Markov Chain Converging in Single Step

Question

I have a markov kernel K. From this I find the invariant probability $\pi$. The question is to design a "dream" matrix K*, that converges in one step. Such that $\lambda_{SLEM}=0$ (second largest eigen-value modulus). I am not sure how to go about designing the dream matrix. Any pointers to literature/pointers would be welcome

Answer 1

Consider three states $A,B,C$. We have that $A$ almost surely goes to itself and no other states. Let $B$ almost surely go to $A$ and to no other states. Let $C$ go to $A$ with probability $0.5$ and to $B$ with probability $0.5$.

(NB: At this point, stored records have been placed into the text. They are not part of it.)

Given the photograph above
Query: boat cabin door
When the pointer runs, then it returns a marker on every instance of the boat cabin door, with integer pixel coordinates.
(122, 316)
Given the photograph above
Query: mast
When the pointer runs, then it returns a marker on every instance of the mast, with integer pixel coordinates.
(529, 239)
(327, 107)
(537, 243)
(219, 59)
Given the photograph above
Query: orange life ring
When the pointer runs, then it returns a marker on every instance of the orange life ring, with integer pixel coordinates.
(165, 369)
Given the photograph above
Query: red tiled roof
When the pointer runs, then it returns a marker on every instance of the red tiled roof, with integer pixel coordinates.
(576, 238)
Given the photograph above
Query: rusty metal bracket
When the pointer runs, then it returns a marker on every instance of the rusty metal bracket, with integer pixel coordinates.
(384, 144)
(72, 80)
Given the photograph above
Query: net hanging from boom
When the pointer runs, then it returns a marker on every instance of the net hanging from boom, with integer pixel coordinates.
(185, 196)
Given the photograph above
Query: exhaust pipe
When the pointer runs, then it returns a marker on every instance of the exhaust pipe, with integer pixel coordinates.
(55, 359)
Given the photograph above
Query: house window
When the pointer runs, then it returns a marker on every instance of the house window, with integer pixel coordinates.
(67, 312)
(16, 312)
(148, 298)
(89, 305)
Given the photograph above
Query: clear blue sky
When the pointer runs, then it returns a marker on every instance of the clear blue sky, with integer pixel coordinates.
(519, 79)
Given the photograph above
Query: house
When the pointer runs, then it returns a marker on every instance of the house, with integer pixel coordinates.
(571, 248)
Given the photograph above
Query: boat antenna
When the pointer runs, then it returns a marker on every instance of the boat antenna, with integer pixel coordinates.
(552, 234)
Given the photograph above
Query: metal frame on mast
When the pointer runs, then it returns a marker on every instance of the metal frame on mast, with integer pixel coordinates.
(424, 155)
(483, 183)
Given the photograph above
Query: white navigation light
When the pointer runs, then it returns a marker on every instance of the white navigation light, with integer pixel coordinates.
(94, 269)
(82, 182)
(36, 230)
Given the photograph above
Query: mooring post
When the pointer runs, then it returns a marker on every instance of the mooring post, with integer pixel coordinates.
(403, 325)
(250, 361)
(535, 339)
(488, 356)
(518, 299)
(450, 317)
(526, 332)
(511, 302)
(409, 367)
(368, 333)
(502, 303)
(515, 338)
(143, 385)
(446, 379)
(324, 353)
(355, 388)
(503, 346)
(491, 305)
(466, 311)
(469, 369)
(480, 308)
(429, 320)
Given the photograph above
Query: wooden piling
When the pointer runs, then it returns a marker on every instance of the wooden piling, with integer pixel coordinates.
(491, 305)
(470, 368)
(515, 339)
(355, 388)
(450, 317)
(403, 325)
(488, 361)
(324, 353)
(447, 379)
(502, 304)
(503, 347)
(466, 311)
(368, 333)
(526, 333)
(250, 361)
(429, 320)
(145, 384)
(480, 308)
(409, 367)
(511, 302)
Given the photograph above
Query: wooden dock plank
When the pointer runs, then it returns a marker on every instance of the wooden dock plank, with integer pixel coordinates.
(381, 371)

The transition matrix may be seen as $M = \left( \begin{array}{ccc} 1 & 0 & 0 \\ 1 & 0 & 0 \\ 0.5 & 0.5 & 0 \end{array} \right) $

The eigenvalues of the associated transition matrix $M$ are $1,0,0$. The powers of the transition matrix $M$ are $M^2, M^3, \dots$, these just give us the matrix $A$ defined by

$A= \left( \begin{array}{ccc} 1 & 0 & 0 \\ 1 & 0 & 0 \\ 1 & 0 & 0 \end{array} \right) $

This converges in just one step.

EDIT:

Suppose we didn't know how to get there. We seek a transition matrix with an existing limiting distribution, then the Perron-Frobenius theorem tells us the spectral radius of this matrix must be $1$ with unique multiplicity one and all other eigenvalues smaller. So simply pick a matrix of order three by three with nine coefficients to be found and calculate what you need to satisfy those conditions.